Rupture and repair – resolving conflict with your child

Rupture

Every parent/child relationship has moments of rupture; moments when the child is screaming or the adult is yelling, when all the emotions have bubbled up and are spilling out in a frothing mass of fury. Sometimes it may be quieter, with everybody seething inwardly, which may look better from the outside, but the disconnection is still there.

Rupture is inevitable. Its a part of any relationship. Some relationships have more of these moments than others, of course, but everyone feels their well run dry from time to time.

Then comes the guilt and the shame… the blame and the sorrow.
Obviously its always good to try and stop these ruptures from happening wherever possible – working on ourselves as parents, healing past trauma and finding ways to cope with our emotional loads and learning how to support our children with their own emotions so we can help them regulate better; its all very important, but even then these moments will happen… so, what can we do?

Well, after rupture comes repair. 

Without Repair, nothing has really been fixed and all that upset and hurt is still there, right beneath the surface.

This article from Psychology today explains Rupture and Repair really well

Repair - A how to guide...

Apologise

If we were the ones who ‘lost it’ then this is where we can model a real apology.  A real apology doesn’t just mean just saying the word “Sorry”. It involves really taking responsibility for what happened. “I’m sorry that I was so grumpy. I was feeling overwhelmed because I have a lot to do today. It is not ok that I spoke to you that way.”

If it was the child having a hard time, we can model graciousness, this means that you calmly and lovingly make the move to repair the connection, even without an apology. As a parent it is up to us to model being gracious, to model not holding grudges and to model letting things go.

Reconnect

Finally, we need to reconnect in order to really repair. We do this through:

Empathy – Show them you understand what happened, without blame or shame. “Its so hard feeling so overwhelmed, isn’t it? I feel that way too sometimes!”

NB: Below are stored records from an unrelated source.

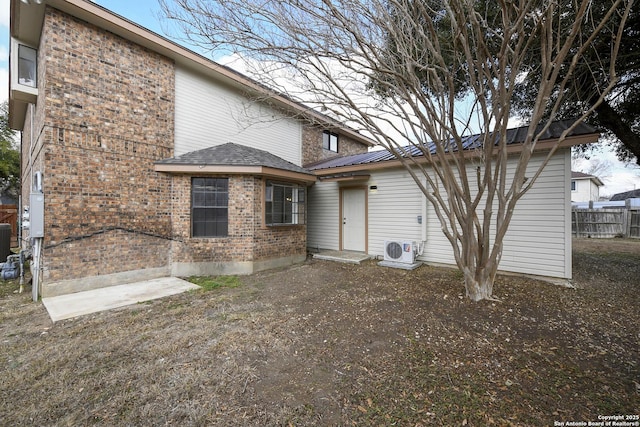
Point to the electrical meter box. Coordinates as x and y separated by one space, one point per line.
36 215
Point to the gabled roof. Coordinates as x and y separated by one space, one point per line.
26 25
580 175
233 158
626 195
583 133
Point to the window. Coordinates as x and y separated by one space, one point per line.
330 141
209 207
285 204
27 72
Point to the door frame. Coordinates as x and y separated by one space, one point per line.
365 189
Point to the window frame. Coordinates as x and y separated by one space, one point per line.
27 65
212 205
329 139
292 212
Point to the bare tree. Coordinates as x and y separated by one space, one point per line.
397 69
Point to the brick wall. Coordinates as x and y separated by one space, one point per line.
312 150
108 115
247 240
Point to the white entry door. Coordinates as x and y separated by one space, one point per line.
354 220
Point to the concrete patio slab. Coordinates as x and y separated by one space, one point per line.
80 303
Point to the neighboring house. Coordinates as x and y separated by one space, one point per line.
585 188
153 160
114 119
632 194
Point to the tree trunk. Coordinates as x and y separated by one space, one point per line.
479 283
609 118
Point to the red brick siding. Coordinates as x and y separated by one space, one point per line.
108 116
247 239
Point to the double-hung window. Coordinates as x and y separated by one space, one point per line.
330 141
284 204
209 207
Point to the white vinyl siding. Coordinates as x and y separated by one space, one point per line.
209 113
536 242
323 222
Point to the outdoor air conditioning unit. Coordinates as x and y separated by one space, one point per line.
403 251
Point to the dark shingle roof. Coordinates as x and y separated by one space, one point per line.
231 154
514 136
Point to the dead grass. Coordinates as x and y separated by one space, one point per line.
330 344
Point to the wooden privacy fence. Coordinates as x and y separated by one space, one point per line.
9 215
605 223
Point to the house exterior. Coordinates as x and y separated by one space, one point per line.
111 115
145 159
368 199
584 187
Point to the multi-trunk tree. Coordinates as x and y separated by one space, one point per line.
427 73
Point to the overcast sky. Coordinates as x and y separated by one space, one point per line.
147 12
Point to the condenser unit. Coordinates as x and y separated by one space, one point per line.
403 251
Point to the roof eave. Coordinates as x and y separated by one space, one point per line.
511 149
265 171
26 25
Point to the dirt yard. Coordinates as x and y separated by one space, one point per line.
331 344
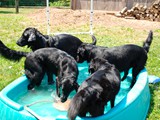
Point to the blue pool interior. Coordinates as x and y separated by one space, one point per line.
43 96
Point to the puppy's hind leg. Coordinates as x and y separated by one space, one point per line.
135 71
50 77
112 102
125 75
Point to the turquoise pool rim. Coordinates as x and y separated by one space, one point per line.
134 106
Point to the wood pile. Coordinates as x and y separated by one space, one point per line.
142 12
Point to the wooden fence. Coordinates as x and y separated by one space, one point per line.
110 5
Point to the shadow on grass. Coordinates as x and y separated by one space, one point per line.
7 12
153 88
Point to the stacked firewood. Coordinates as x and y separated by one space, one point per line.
142 12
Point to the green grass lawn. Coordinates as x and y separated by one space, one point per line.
12 25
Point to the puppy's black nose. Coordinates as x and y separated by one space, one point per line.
63 99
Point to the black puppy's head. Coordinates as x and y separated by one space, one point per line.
67 87
28 36
97 63
33 71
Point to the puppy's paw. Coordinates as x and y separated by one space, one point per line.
50 82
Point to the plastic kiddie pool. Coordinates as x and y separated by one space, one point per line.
130 104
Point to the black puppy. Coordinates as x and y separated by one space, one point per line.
52 60
32 38
123 57
94 93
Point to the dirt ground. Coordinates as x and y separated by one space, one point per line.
68 17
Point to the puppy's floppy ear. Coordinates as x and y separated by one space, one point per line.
76 86
32 37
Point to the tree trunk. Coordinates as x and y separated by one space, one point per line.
17 6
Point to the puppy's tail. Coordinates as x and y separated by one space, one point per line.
11 54
79 103
147 43
94 40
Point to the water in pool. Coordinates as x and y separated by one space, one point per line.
41 99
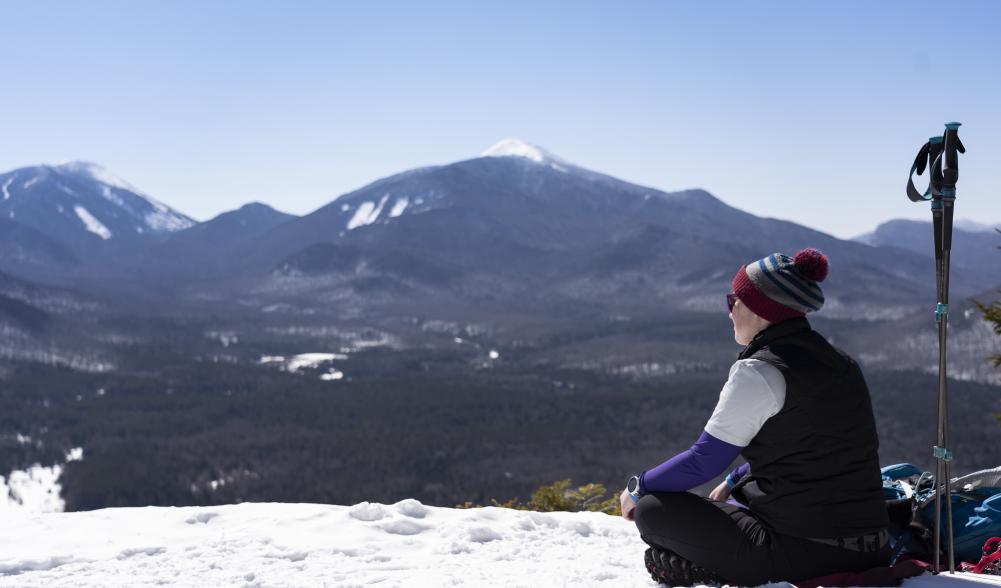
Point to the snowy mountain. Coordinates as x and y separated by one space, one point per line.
974 245
521 223
81 204
401 544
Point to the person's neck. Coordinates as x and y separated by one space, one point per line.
772 332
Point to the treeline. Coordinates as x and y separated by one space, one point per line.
205 433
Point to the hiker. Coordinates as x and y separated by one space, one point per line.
809 500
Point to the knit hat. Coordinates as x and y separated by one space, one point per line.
778 287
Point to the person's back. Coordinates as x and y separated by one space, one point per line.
814 465
798 410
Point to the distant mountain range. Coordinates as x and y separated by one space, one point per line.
974 245
514 296
517 219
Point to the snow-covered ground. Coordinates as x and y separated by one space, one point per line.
402 544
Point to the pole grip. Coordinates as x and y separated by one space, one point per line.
950 168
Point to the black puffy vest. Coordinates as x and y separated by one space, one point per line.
814 466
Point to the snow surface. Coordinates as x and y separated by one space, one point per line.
366 213
404 544
35 490
511 147
93 224
160 219
296 363
398 207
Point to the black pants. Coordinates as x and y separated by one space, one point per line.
736 544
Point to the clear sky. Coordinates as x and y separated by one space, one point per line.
810 111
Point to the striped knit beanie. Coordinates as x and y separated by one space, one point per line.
779 287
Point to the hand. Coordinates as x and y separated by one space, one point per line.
721 493
628 506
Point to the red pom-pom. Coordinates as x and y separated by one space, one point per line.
811 263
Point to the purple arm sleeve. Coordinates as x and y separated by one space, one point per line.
699 464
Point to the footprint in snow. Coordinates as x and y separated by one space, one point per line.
403 527
366 511
411 508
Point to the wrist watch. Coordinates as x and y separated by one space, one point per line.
633 487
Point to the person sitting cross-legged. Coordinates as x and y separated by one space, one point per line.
809 500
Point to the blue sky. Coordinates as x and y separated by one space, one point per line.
808 111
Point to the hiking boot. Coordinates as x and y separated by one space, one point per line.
674 570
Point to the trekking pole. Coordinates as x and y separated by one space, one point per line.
942 192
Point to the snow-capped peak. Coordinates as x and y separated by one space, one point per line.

Closeness – Sometimes when they are at their worst, what they really need is for us to love them the most. Hold your arms wide and offer a cuddle, ask if they would like to sit with you for a while.

Having them melt into your arms as they release that anger is a rather amazing thing.

Meeting their needs – Rupture often stems from having unmet needs. We’ve all heard people say ‘They must be tired’ when it comes to children, and they’re not wrong. A child who is hungry, over or under stimulated, tired, bored, etc, is far more likely to have these moments. Meeting their need is a great way to reconnect, especially if we take our time and do it with love. It shows them that we are here and that we care. Its nurturing at its finest.

Play – There is no more powerful way to reconnect with your child than through fun and laughter, as Lawrence J. Cohen, author of Playful Parenting says “Play is also a way to be close and, even more important, a way to reconnect after the closeness has been severed. Chimpanzees like to tickle one another’s palms, especially after they have had a fight. Thus, the second purpose of play serves our incredible – almost bottomless – need for attachment and affection and closeness.”

Giving space – This doesn’t mean we leave them with their big feelings, but if they aren’t ready to move on then we need to respect that they may need a little more time. This can sometimes mean sitting close or assuring them you’re there when they are ready. This is especially important with older children.

Asking – Imagine a time when you were feeling really overwhelmed and frustrated. Now imagine hearing the words “Hey, you seem angry and upset right now. What can I do to help you feel better?” It would be pretty amazing, right? Do this for your child.

Remember, rupture is inevitable, but it isn’t the be all and end all… there is always the opportunity to repair and you and your child’s relationship will be stronger for it.